Sunday, 22 July 2018

The Ninth Sunday after Pentecost ---- 22 July 2018



Mark 6:30-34, 53-56
The apostles gathered around Jesus, and told him all that they had done and taught. He said to them, "Come away to a deserted place all by yourselves and rest a while." For many were coming and going, and they had no leisure even to eat. And they went away in the boat to a deserted place by themselves. Now many saw them going and recognized them, and they hurried there on foot from all the towns and arrived ahead of them. As he went ashore, he saw a great crowd; and he had compassion for them, because they were like sheep without a shepherd; and he began to teach them many things.
   When they had crossed over, they came to land at Gennesaret and moored the boat. When they got out of the boat, people at once recognized him, and rushed about that whole region and began to bring the sick on mats to wherever they heard he was. And wherever he went, into villages or cities or farms, they laid the sick in the marketplaces, and begged him that they might touch even the fringe of his cloak; and all who touched it were healed.

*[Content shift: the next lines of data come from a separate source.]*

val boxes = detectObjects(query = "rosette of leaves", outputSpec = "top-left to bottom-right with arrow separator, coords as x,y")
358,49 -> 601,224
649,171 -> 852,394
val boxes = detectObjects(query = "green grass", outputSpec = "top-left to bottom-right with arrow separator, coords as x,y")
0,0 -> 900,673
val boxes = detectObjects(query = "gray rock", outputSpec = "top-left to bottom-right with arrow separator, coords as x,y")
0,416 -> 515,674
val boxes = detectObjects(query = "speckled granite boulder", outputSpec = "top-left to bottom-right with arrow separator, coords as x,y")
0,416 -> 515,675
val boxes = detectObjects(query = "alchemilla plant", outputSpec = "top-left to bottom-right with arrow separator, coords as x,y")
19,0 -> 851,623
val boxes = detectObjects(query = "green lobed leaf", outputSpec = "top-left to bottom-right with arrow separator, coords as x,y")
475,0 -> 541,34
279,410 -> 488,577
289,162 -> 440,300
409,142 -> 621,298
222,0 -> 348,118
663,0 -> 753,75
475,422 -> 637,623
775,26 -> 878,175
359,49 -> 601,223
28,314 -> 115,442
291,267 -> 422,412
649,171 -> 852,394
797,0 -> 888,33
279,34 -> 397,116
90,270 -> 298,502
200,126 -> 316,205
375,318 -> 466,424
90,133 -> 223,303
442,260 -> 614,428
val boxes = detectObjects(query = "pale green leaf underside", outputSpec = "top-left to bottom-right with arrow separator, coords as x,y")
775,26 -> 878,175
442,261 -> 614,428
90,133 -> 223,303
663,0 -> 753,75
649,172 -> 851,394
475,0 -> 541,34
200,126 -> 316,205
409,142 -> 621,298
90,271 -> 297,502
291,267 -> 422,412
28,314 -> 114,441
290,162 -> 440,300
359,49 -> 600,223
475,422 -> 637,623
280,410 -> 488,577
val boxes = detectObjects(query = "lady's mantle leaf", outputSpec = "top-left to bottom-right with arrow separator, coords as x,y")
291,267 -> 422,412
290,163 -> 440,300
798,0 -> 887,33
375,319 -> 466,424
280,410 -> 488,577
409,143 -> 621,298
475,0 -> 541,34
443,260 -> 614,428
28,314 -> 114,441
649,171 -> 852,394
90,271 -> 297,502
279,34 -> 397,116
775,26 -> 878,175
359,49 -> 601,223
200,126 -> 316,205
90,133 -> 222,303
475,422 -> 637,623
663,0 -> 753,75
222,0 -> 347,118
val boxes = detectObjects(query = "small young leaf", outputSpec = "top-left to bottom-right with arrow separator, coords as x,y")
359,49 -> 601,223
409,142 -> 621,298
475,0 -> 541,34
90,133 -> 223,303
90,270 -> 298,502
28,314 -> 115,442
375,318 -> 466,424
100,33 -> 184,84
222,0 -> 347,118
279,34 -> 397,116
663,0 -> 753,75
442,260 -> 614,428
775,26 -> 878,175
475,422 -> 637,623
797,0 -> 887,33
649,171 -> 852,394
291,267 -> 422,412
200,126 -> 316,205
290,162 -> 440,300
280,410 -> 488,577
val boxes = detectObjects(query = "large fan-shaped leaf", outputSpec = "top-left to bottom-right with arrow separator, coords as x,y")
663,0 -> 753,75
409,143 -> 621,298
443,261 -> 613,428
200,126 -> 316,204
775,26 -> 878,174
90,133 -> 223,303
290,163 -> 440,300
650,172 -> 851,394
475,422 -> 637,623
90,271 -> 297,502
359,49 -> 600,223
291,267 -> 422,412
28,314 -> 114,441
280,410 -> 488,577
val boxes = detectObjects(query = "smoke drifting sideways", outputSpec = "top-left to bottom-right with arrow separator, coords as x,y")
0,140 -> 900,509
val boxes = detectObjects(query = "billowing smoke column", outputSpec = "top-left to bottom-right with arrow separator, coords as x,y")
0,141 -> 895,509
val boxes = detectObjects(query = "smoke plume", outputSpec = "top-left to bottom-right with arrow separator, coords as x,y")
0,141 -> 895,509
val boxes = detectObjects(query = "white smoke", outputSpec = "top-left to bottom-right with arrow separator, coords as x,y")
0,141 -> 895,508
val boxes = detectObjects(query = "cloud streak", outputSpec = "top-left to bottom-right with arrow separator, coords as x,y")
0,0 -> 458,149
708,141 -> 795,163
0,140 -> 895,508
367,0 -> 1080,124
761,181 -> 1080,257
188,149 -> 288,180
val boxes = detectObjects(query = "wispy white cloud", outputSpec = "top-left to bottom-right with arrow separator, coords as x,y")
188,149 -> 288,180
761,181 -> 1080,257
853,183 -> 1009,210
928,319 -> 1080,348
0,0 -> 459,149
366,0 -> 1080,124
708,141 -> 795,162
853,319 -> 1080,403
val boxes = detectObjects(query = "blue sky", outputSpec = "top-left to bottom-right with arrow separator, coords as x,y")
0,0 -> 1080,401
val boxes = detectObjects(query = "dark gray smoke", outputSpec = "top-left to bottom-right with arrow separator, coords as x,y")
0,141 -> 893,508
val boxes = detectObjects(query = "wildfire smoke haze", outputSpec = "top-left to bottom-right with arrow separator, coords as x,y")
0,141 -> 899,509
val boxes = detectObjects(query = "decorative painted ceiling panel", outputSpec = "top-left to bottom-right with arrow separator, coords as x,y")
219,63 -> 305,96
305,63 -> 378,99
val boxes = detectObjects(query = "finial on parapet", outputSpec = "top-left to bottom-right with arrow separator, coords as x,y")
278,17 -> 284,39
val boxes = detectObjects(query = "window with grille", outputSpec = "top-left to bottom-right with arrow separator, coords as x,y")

and he had compassion for them, because they were like sheep without a shepherd; and he began to teach them many things. 
·       What did Jesus teach them? Mark doesn’t say. For the most part, Mark focuses on the cross and the sacrifice of Jesus there. He doesn’t focus on the miracles and he tells only a little bit of what Jesus taught. For example, the Beatitudes of the Sermon on the Mount (or on the Plain) in Matthew and Luke are not found in Mark. Still Mark says Jesus taught the crowds out of compassion for them.
·       It is odd, though, that Jesus has taken his disciples to a deserted place all by yourselves and rest a while. When they get to that “deserted place”, Jesus immediately begins to teach the people met them there and who were like sheep without a shepherd… It seems like a mixed message.
·       It appears that way, IF we look at one side of the life of a disciple and one side only. The role of a disciple is to take on the teaching, the “discipline”, of the teacher. To do that, the disciple is required to listen, to learn, to absorb the teaching of the master. Then the disciple has to act, applying the master’s teachings.
·       Yes, Jesus taught the crowds out of compassion. They had no direction, no path to follow, no center on which to build their lives and actions. His teaching was just as much those people who were already his disciples as it was for the crowd that had chased them around the lake.
·       We need to look again at what the disciples had been doing. Today’s Gospel reading takes up where the Gospel from two weeks ago ended. The disciples had been sent out two by two on a mission to preach repentance, to cast out unclean spirits, and to heal people of their diseases. When they returned, it appears that even Jesus felt it was too busy; he and they needed a rest.
·       (Some of the narrative is missing; it’s being held for another day since those passages are important by themselves. We’ll hear them soon.)
·       Rest in the Gospel sense of today’s reading is not just down-time… or wasted time as some see it. For the disciples, it would be time to recover their energies and time to hear and see Jesus, their master. Maybe they shared their experiences of their mission and heard more of what they were to preach. The point is they were not alone but they were with Jesus.
·       In our own day, we are called to do the same – to spend time with Jesus, in prayer, in reading the Word, in the community’s worship. This leads us to be compassionate with one another and with the world that so needs the compassion of Jesus. Such service of the other will turn then to a time in such a “deserted place” to be with the One who has taught us.
·       And so the circle turns again and again… and always again. A modern theologian and Scriptural commentator wrote A heart without action is ineffective, and an action without a heart is empty.
·       I have no message on how to get rich or raise our children or how to be successful or what kind of politics are Godly. Lots of preachers talk about that. I don’t think I’d dare. I’ll just attempt to preach Christ and him crucified, as Paul wrote. This is not an easy lesson or a popular one, but it is a true, powerful, and saving lesson.
·       The message for us today then is listen, take care of ourselves, and ever be compassionate… even with ourselves. Not because it’s practical or proper (whatever that means) or enriching or successful, but because it’s the imitation of Jesus himself.
he had compassion for them, because they were like sheep without a shepherd; and he began to teach them many things.